Other stories filed under Arts & Culture
Other stories filed under Exhibits
October 9, 2019
Most people probably don’t know about the early civilization of Nubia, which bordered and was obscured by Egypt. This civilization has been misrepresented for thousands of years, and the Museum of Fine Arts (MFA) is trying to shed light on what this culture was truly about.
The MFA’s “Ancient Nubia Now” exhibit focuses on the forgotten kingdom, now located in modern-day Sudan, will open on Oct. 13.
The museum has over 400 objects on display from Ancient Nubia, boasting the largest and most important collection from this civilization next to Sudan itself. The exhibit contains plenty of pottery, jewelry, statues of Nubian kings and queens and metal works, which they were known for producing.
Pottery was an important mark for the Nubians, and as seen in the exhibit, they have an excellent sense of color.
“Many people are unaware of the artistry that flourished during the Nubian era,” Ann and Graham Gund Director Matthew Teitelbaum said during the opening remarks at the press preview.
The word “Nubia,” which translates to gold, is fitting as they also had a wide range of jewelry and amulets on display.
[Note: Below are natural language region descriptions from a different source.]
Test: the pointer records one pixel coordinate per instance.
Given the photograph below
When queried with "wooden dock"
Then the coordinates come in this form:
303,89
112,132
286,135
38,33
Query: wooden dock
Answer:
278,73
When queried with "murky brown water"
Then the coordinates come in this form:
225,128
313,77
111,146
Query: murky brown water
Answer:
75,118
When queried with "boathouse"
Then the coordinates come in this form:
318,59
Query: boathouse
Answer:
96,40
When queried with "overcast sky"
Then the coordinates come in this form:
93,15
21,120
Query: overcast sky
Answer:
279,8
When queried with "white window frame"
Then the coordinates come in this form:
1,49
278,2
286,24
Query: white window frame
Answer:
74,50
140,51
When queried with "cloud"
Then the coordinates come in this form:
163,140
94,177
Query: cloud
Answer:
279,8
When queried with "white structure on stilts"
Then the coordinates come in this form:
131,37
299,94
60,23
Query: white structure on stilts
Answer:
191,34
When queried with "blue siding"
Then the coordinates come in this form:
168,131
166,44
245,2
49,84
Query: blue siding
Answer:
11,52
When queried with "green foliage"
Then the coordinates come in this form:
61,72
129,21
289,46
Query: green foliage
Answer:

Jewelry was particularly important to the Nubians in death, as much of the jewelry was found in ancient queen’s tombs. Coffins of Nubian royals were covered in gold foil, inlaid with colorful stones and given eyes made of alabaster and obsidian. There were also numerous statues of kings and queens on display, showing just how important they were in this ancient culture.
Nubia was home to a series of kingdoms in the Nile valley that prospered for more than 3,000 years. There are currently no written records from this time about the Nubians, though curators have discovered that they had their own written, and later spoken language. As of today, scholars are still trying to translate and understand their native tongue.
This civilization has been misrepresented and overlooked for centuries, part of this due to their rivalry with ancient Egypt, which the exhibit states that Nubia was considered one of Egypt’s enemies.
Many of ancient Nubia’s artifacts were originally mistaken for Egyptian artifacts. A large portion of this exhibit is dedicated to separating these two civilizations and correcting the misrepresentation of Nubia.
Some claim Egyptians and archaeologists have obscured Nubia’s history, and the exhibit aims to reexamine their past. The Nubians offered great contributions to other civilizations along the Nile, and the MFA offers a chance to look at the heritage of this civilization in depth.
The MFA partnered with Harvard University to perform some of the first Nubian excavation processes, which took place from 1913 to 1932 in Sudan. Visitors will find that the exhibit has a whole room dedicated highlighting the excavation processes with exact time lines, field journals, cigarette boxes and books.
The “Ancient Nubia Now” exhibit will be on display from Oct. 13 to Jan. 20 in the Ann and Graham Gund gallery. General admission to the MFA is free with a valid Suffolk student ID.